QUALITY OF SERVICE - 1




QUALITY OF SERVICE

The techniques we looked at in the previous sections are designed to reduce congestion and improve network performance. However, there are applications (and customers) that demand stronger performance guarantees from the network than ‘‘the best that could be done under the circumstances.’’ Multimedia applications in particular, often need a minimum throughput and maximum latency to work. In this section, we will continue our study of network performance, but now with a sharper focus on ways to provide quality of service that is matched to application needs. This is an area in which the Internet is undergoing a long-term upgrade.

An easy solution to provide good quality of service is to build a network with enough capacity for whatever traffic will be thrown at it. The name for this solution is overprovisioning. The resulting network will carry application traffic without significant loss and, assuming a decent routing scheme, will deliver packets with low latency. Performance doesn’t get any better than this. To some extent, the telephone system is overprovisioned because it is rare to pick up a telephone and not get a dial tone instantly. There is simply so much capacity available that demand can almost always be met.

The trouble with this solution is that it is expensive. It is basically solving a problem by throwing money at it. Quality of service mechanisms let a network with less capacity meet application requirements just as well at a lower cost. Moreover, overprovisioning is based on expected traffic. All bets are off if the traffic pattern changes too much. With quality of service mechanisms, the network can honor the performance guarantees that it makes even when traffic spikes, at the cost of turning down some requests.

Four issues must be addressed to ensure quality of service:

1. What applications need from the network.

2. How to regulate the traffic that enters the network.

3. How to reserve resources at routers to guarantee performance.

4. Whether the network can safely accept more traffic.

No single technique deals efficiently with all these issues. Instead, a variety of techniques have been developed for use at the network (and transport) layer. Practical quality-of-service solutions combine multiple techniques. To this end, we will describe two versions of quality of service for the Internet called Integrated Services and Differentiated Services.

Application Requirements

A stream of packets from a source to a destination is called a flow (Clark, 1988). A flow might be all the packets of a connection in a connection-oriented network, or all the packets sent from one process to another process in a connectionless network. The needs of each flow can be characterized by four primary parameters: bandwidth, delay, jitter, and loss. Together, these determine the QoS (Quality of Service) the flow requires.

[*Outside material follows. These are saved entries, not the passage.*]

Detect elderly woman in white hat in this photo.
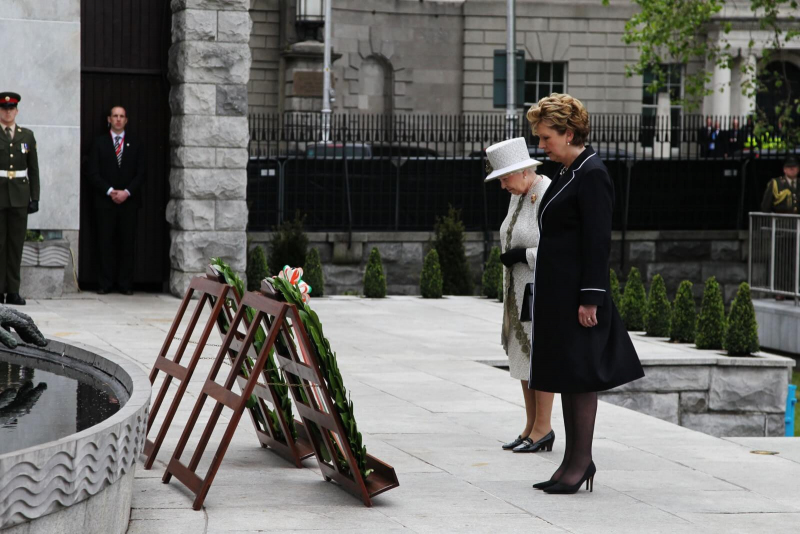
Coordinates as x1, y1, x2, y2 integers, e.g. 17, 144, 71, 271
486, 137, 555, 453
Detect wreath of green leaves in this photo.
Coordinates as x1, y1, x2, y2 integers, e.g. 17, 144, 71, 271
268, 275, 372, 478
211, 258, 297, 442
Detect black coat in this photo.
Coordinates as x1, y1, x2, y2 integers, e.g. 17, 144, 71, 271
528, 147, 644, 393
88, 133, 146, 206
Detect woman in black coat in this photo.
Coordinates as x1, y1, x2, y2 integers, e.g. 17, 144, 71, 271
525, 94, 644, 494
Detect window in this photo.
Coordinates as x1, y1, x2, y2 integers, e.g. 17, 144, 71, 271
524, 62, 567, 107
641, 64, 683, 147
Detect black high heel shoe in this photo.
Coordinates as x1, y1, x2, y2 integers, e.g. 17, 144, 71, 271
543, 461, 596, 494
532, 479, 559, 490
513, 430, 555, 453
502, 435, 526, 450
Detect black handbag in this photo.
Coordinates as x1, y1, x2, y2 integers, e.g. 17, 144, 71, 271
520, 282, 533, 322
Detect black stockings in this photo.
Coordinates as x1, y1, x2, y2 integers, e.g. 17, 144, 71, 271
551, 392, 597, 485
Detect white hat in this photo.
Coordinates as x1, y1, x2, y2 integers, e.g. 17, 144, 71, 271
484, 137, 542, 182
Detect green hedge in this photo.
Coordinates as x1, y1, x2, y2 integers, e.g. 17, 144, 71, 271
246, 244, 269, 292
621, 267, 646, 331
645, 274, 671, 337
670, 280, 696, 343
420, 248, 444, 299
610, 269, 622, 310
695, 276, 725, 350
434, 206, 473, 295
303, 248, 325, 297
723, 282, 760, 355
363, 247, 387, 298
482, 247, 502, 299
268, 212, 309, 277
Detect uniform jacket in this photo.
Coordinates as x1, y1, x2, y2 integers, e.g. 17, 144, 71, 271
761, 175, 798, 214
88, 132, 146, 206
528, 146, 644, 393
0, 125, 40, 208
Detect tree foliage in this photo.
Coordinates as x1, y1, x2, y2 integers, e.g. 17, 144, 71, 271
621, 267, 647, 331
246, 244, 270, 292
696, 276, 726, 350
268, 212, 309, 277
363, 247, 387, 298
670, 280, 697, 343
723, 282, 760, 355
609, 0, 800, 145
304, 248, 325, 297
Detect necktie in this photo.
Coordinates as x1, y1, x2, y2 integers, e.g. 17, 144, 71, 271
114, 136, 122, 167
4, 127, 11, 140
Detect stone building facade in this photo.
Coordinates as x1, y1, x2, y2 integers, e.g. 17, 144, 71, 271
248, 0, 800, 118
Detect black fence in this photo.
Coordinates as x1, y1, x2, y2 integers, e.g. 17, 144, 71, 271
247, 113, 798, 233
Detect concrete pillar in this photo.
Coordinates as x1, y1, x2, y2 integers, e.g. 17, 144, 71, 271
704, 56, 732, 116
167, 0, 252, 295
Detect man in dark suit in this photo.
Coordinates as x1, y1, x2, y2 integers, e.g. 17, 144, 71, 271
0, 91, 40, 306
88, 106, 146, 295
724, 117, 743, 158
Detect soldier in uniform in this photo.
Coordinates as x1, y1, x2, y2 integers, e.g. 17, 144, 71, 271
0, 92, 40, 306
761, 156, 798, 214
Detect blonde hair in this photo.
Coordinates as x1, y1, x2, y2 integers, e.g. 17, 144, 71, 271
526, 93, 590, 146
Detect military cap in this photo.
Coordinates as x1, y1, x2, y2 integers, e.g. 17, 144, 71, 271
0, 92, 21, 108
784, 155, 799, 168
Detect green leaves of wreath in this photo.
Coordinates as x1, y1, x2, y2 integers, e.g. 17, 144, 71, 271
211, 258, 297, 442
268, 274, 372, 478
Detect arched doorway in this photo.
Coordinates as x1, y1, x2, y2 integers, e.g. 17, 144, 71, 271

Several common applications and the stringency of their network requirements are listed in Fig. 5-27. Note that network requirements are less demanding than application requirements in those cases that the application can improve on the service provided by the network. In particular, networks do not need to be lossless for reliable file transfer, and they do not need to deliver packets with identical delays for audio and video playout. Some amount of loss can be repaired with retransmissions, and some amount of jitter can be smoothed by buffering packets at the receiver. However, there is nothing applications can do to remedy the situation if the network provides too little bandwidth or too much delay.

QUALITY OF SERVICE - 1

 

The applications differ in their bandwidth needs, with email, audio in all forms, and remote login not needing much, but file sharing and video in all forms needing a great deal.

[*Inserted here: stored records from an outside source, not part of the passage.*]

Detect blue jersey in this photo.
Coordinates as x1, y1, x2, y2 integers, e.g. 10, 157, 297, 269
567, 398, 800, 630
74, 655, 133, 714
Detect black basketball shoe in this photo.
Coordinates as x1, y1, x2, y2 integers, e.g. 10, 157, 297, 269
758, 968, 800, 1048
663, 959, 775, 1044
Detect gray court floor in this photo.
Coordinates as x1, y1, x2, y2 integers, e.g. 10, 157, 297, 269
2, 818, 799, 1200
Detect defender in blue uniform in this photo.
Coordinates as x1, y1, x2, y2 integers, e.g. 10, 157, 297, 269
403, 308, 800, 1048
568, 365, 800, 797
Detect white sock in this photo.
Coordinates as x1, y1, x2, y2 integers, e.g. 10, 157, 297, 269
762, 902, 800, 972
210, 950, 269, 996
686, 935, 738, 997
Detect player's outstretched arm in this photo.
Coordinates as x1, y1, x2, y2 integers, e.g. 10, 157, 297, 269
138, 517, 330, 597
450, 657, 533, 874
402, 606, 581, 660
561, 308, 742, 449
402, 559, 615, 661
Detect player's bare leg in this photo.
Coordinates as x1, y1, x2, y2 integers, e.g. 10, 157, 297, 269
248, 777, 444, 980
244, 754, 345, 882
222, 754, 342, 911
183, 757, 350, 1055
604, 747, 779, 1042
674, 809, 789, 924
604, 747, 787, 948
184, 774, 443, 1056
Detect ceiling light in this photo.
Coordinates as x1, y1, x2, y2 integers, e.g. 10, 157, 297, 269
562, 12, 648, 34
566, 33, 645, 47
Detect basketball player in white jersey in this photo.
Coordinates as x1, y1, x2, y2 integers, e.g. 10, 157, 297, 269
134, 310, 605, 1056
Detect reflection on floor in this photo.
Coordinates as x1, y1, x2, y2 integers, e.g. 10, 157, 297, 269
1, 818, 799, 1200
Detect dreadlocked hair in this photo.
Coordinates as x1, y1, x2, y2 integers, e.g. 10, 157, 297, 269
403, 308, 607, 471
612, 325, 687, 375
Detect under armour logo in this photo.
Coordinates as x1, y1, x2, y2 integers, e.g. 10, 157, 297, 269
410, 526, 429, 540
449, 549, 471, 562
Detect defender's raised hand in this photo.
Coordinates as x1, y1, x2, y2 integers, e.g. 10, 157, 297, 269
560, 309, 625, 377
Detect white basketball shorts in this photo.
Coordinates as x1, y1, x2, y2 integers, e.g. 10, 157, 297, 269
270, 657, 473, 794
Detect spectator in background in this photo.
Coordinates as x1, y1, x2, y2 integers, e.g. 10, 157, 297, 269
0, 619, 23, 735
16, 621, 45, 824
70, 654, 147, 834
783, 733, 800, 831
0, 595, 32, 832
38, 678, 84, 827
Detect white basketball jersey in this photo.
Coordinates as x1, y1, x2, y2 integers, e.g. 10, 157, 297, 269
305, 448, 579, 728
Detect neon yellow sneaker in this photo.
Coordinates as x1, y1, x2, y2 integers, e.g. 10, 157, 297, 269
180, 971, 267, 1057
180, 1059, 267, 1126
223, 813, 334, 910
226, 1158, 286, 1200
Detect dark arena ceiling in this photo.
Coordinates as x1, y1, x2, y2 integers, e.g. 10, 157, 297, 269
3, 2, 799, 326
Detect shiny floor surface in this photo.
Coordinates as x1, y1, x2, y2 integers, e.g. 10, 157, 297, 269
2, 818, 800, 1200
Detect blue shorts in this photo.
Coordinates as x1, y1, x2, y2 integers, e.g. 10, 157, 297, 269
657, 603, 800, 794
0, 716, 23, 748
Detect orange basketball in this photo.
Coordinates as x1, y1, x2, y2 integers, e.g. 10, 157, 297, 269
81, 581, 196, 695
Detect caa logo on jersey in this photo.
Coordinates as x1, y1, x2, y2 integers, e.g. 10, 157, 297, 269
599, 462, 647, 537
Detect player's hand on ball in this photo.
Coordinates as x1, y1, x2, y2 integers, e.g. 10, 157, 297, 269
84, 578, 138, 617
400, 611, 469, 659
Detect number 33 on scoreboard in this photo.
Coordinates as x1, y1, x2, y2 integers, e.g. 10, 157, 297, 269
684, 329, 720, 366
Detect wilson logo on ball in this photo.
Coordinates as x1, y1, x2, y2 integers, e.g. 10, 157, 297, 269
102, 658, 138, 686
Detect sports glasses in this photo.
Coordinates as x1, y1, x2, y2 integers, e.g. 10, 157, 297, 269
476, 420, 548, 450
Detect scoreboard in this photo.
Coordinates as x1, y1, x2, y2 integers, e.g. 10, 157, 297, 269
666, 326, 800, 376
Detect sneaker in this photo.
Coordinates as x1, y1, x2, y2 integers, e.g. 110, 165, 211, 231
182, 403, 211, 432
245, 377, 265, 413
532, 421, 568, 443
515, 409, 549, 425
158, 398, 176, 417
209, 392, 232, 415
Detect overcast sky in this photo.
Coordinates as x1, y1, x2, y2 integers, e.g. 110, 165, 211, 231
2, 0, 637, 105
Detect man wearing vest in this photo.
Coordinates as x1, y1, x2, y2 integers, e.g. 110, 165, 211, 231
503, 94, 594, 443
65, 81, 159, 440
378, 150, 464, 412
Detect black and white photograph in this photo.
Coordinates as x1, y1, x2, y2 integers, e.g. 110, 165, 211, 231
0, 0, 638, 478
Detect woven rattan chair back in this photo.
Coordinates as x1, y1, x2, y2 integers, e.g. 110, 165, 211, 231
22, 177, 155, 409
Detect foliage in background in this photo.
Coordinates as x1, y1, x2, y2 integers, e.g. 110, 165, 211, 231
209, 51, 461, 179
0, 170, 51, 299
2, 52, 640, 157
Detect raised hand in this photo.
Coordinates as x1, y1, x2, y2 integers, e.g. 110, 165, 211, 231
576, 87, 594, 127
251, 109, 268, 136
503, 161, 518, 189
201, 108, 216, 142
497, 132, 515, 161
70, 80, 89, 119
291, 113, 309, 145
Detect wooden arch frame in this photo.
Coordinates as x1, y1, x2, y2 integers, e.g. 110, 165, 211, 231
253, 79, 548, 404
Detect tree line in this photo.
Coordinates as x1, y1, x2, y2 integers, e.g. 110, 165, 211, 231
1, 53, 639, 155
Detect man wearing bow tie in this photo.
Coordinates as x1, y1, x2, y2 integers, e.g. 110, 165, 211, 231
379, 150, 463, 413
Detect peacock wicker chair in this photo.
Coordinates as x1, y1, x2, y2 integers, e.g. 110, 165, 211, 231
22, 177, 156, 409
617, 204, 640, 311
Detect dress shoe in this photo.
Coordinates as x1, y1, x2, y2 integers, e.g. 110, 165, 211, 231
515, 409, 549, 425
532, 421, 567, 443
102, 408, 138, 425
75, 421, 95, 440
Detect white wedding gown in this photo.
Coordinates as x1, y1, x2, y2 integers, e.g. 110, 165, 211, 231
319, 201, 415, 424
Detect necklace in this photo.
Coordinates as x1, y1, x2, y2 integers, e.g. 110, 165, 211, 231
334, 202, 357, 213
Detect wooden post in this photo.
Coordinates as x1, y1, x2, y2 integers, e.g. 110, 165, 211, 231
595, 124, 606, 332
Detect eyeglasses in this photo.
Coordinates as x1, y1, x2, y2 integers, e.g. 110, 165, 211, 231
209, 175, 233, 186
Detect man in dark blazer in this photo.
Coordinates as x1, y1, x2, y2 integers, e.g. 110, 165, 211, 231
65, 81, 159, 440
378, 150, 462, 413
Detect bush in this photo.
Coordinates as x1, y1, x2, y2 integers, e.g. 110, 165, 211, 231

More interesting are the delay requirements. File transfer applications, including email and video, are not delay sensitive. If all packets are delayed uniformly by a few seconds, no harm is done. Interactive applications, such as Web surfing and remote login, are more delay sensitive. Real-time applications, such as telephony and videoconferencing, have strict delay requirements. If all the words in a telephone call are each delayed by too long, the users will find the connection unacceptable. On the other hand, playing audio or video files from a server does not require low delay.

The variation (i.e., standard deviation) in the delay or packet arrival times is called jitter. The first three applications in Fig. 5-27 are not sensitive to the packets arriving with irregular time intervals between them. Remote login is somewhat sensitive to that, since updates on the screen will appear in little bursts if the connection suffers much jitter. Video and especially audio are extremely sensitive to jitter. If a user is watching a video over the network and the frames are all delayed by exactly 2.000 seconds, no harm is done. But if the transmission time varies randomly between 1 and 2 seconds, the result will be terrible unless the application hides the jitter. For audio, a jitter of even a few milliseconds is clearly audible.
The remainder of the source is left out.